Note, the CORRECT way to do that hypothetical, is to say let us assume 
that we give this input to a UTM, but not change the input, so it still 
acts as the actual H / embedded_H, and then we see that if H / 
embedded_H will ever decide to end its partial simulation, and go to qn, 
then H^ will go go H^.qn and halt, so the UTM simulation of this input 
will ahalt.

There is n way to actually define an input machine H^ that will change 
itself when we hypotosize the decider being something different and 
giving the input to the original machine to it.

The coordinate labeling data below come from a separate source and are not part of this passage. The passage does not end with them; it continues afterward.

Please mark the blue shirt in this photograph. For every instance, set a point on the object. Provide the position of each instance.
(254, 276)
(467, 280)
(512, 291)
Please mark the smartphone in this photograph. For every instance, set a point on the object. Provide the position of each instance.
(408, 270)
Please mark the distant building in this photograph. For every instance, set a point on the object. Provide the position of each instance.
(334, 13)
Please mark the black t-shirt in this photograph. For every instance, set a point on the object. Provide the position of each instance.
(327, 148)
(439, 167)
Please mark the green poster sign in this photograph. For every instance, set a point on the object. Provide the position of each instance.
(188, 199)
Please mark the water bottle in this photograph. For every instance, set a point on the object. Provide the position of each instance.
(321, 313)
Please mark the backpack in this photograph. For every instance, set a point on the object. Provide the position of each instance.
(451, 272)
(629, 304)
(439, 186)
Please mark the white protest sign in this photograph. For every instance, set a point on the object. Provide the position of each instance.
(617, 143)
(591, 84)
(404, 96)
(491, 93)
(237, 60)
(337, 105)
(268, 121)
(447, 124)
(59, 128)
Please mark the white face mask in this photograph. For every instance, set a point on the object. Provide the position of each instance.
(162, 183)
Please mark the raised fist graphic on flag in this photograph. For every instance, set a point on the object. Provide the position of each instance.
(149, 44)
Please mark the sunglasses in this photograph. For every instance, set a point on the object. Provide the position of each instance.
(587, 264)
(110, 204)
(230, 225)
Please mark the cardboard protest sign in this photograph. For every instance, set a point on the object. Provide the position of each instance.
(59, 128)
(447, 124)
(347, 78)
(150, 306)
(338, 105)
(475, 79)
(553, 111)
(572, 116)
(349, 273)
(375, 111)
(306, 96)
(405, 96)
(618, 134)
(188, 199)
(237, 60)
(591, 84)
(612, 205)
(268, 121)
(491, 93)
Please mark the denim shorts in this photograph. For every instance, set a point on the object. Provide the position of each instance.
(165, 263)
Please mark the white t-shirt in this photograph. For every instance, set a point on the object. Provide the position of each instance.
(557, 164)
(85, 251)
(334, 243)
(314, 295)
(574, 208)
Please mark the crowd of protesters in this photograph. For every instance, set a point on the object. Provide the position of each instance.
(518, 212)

Note, the fact that the decider doesn't get the right answer in a finite 
number of steps is NOT grounds for it to give the wrong answer. The 
problem was NEVER can H simulate the input to the final state, but 
ALWAYS does the machine itself get to the final state (which can by the 
definition of a UTM, be shown by an actual UTM simulation of the input, 
but NOT a 'partial simulation'). If it takes an infinite number of steps 
to show that the input is non-halting, then the decider is put on the 
spot, as it must due so, but can't, which is one cause of problems being 
non-computable.

Also, when we look at the actual machine, which is the actual goal of 
the problem refered to, we see, and Peter Olcott has agreed, that the 
machine H^ (H^) will go to H^.qn, despite his claim above otherwise (so 
he is disagreeing with himself).

Peter Olcott is just proving his total lack of understanding of the 
field, and is reckless disregard for the truth about it, and that he is 
just willing to state lies to try to prove his false thesis.